Bounds on the dimension of lineal extensions
Ryan E. G. Bushling, Jacob B. Fiedler
TL;DR
This paper investigates how the dimension of a union of line segments changes when each segment is extended to its containing line (lineal extension). In the plane, it establishes a strong packing-dimension result and derives a corollary for the generalized Kakeya problem, then provides partial higher-dimensional bounds via Besicovitch-set estimates. The core method blends effective techniques from Kolmogorov complexity with the point-to-set principle to obtain dimension bounds, including a sharp Hausdorff-bound for s-Hausdorff extensions and a packing-bound equality for 1-Hausdorff extensions. The results connect line-segment extension problems to Furstenberg-type sets and Kakeya-type questions, yielding new quantitative bounds and illustrating intriguing pathological behaviors of s-packing extensions. Collectively, the work advances understanding of how geometric extension interacts with fractal dimensions and offers tools potentially applicable to Kakeya-type phenomena in higher dimensions.
Abstract
Let $E \subseteq \mathbb{R}^n$ be a union of line segments and $F \subseteq \mathbb{R}^n$ the set obtained from $E$ by extending each line segment in $E$ to a full line.
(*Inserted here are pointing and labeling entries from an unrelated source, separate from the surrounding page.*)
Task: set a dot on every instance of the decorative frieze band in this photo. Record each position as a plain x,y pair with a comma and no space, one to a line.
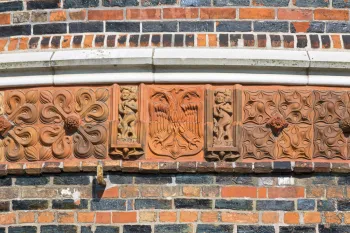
164,123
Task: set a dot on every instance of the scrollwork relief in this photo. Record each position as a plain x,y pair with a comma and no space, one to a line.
259,106
296,106
329,142
330,106
175,126
257,143
295,142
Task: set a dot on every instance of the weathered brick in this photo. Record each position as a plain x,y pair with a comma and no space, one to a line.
234,204
193,203
275,205
152,204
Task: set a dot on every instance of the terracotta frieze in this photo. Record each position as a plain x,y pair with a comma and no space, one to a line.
185,123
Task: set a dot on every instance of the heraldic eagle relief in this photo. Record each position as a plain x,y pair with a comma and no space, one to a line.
176,127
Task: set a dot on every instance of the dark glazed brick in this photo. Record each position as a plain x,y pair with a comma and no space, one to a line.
194,179
338,27
282,166
326,205
77,40
159,27
71,180
206,228
326,41
137,228
344,205
55,42
121,178
195,2
153,179
275,205
167,40
227,26
234,204
141,204
103,204
33,44
29,204
306,204
24,229
297,229
43,4
86,27
255,229
301,41
346,41
121,3
229,179
271,26
193,203
157,2
333,229
122,27
275,3
18,30
80,3
315,41
69,204
107,229
311,3
179,40
58,229
341,4
11,6
223,40
56,28
176,228
231,2
4,206
196,26
6,181
134,41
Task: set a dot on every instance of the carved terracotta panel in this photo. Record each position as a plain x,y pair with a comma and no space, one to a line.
259,106
295,142
330,142
296,106
176,121
258,143
330,106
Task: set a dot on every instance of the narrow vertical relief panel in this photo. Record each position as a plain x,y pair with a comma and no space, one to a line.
126,128
221,124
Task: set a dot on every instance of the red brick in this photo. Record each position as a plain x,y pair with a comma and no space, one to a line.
294,14
180,13
167,216
105,15
143,14
218,13
327,14
239,217
103,218
58,16
239,191
5,18
286,192
291,218
124,217
188,216
256,13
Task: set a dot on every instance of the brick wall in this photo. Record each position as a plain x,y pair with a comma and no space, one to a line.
184,23
174,203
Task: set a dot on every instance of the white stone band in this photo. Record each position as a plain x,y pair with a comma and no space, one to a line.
161,65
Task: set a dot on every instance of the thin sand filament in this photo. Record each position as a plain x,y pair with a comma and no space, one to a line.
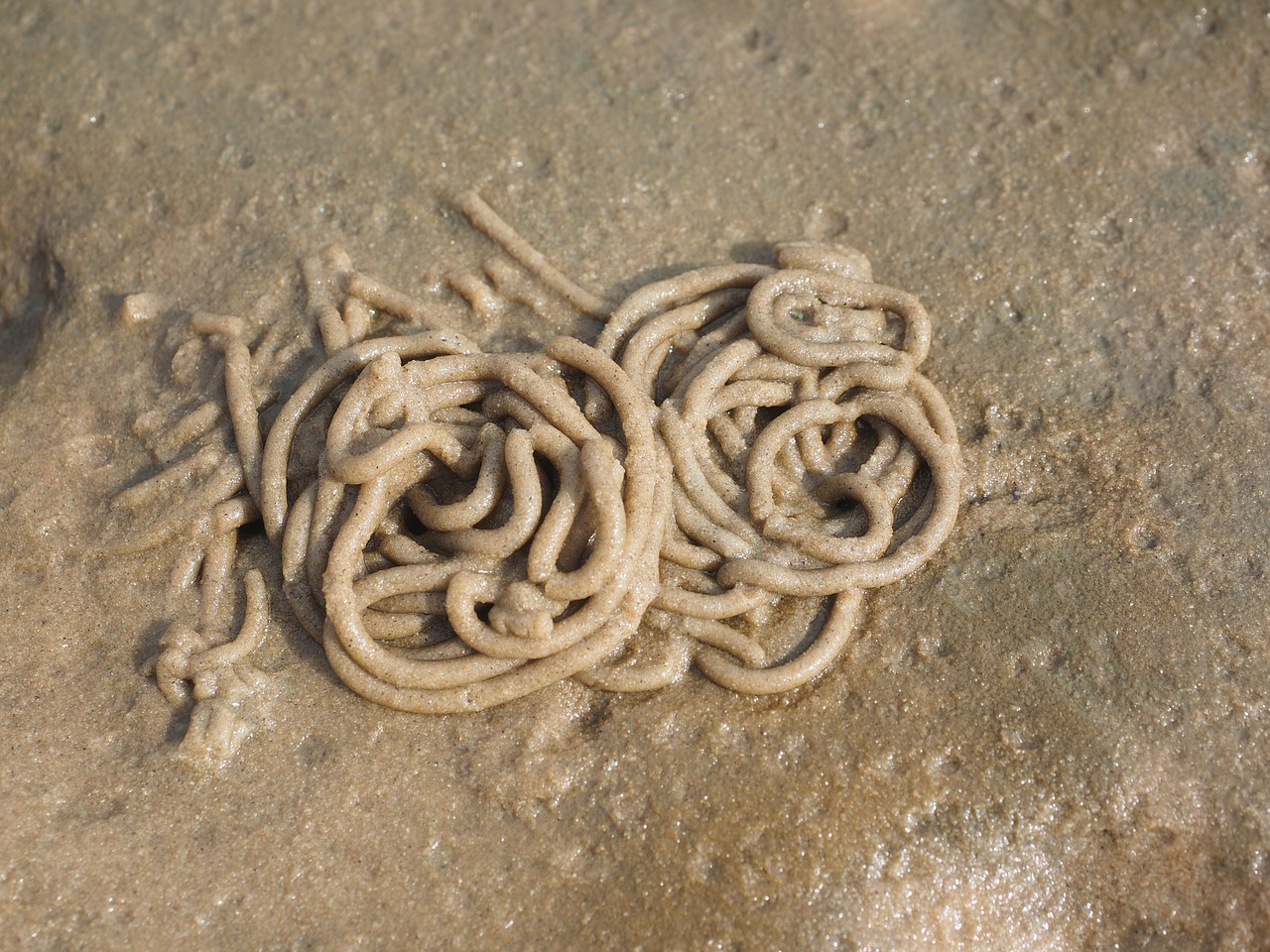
460,529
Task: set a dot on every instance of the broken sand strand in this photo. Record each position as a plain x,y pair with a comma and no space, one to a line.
715,483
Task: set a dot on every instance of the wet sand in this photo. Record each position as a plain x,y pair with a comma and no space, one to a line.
1052,737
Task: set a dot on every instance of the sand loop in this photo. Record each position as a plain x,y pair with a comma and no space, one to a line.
715,483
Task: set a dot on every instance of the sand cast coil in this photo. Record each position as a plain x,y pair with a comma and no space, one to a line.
715,483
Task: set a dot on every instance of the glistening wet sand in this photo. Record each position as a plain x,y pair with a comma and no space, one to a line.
1053,737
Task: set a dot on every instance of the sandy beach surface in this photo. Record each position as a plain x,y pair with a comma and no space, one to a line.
1052,737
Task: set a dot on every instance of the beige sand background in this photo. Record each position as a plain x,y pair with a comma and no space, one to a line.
1055,737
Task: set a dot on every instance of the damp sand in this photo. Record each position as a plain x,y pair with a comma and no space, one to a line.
1052,737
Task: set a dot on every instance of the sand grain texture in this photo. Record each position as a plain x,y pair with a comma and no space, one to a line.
1053,737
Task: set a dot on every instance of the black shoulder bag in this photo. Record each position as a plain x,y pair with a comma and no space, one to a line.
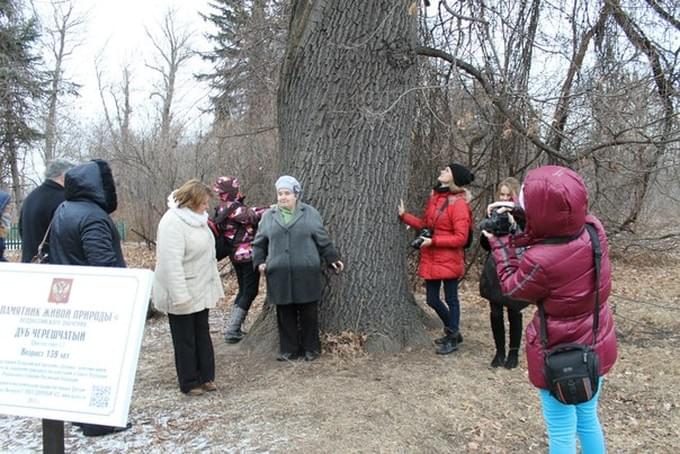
41,256
572,370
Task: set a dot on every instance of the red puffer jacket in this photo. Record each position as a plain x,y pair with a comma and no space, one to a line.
450,217
561,276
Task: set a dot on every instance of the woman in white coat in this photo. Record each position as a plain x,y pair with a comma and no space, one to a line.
187,284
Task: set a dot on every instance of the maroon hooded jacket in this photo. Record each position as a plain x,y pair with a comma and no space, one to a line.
450,217
561,276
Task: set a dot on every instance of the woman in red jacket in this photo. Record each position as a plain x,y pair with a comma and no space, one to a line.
561,276
447,215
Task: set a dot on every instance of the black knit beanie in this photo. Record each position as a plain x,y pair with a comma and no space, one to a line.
461,175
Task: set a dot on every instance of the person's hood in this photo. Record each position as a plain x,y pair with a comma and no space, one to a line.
92,181
4,200
555,203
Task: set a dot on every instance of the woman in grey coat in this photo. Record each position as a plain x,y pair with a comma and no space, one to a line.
288,247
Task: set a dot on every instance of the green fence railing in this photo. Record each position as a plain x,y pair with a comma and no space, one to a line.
13,240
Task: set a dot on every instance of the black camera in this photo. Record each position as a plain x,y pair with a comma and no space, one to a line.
424,233
498,223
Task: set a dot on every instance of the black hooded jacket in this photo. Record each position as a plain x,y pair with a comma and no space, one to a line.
82,231
36,214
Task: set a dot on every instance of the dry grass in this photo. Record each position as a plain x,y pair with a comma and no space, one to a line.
415,401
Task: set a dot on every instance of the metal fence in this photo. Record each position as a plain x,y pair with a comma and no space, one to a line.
13,240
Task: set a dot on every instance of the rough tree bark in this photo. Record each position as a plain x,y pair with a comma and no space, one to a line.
345,110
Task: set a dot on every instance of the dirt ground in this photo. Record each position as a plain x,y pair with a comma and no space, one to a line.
414,401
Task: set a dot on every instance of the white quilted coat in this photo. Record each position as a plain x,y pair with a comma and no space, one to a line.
186,278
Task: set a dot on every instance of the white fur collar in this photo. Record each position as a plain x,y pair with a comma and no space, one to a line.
191,217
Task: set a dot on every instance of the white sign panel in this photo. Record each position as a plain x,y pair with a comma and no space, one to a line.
70,338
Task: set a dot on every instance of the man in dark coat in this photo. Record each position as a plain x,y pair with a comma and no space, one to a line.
84,234
38,209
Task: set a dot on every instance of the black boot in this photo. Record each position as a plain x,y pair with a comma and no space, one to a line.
512,360
441,340
450,344
234,332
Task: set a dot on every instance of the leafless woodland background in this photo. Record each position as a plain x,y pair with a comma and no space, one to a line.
503,87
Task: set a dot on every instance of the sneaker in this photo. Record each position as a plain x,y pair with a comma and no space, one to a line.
311,356
512,361
287,357
449,346
197,391
498,360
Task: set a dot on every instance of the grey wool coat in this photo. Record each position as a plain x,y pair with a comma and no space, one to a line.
293,254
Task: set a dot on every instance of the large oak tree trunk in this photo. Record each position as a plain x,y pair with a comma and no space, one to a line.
345,114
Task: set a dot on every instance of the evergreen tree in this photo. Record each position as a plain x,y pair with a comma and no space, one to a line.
248,46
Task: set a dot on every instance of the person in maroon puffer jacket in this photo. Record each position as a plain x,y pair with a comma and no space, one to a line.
442,257
561,277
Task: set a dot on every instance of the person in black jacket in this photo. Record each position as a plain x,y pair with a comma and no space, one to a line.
38,208
489,288
84,234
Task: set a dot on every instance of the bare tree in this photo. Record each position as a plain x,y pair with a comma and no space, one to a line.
173,51
345,111
61,45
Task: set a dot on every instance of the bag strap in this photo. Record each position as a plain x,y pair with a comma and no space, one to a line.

Keleti's line segment extension conjecture posits that the Hausdorff dimension of $F$ should equal that of $E$. Working in $\mathbb{R}^2$, we use effective methods to prove a strong packing dimension variant of this conjecture, from which the generalized Kakeya conjecture for packing dimension immediately follows. This is followed by several doubling estimates in higher dimensions and connections to related problems.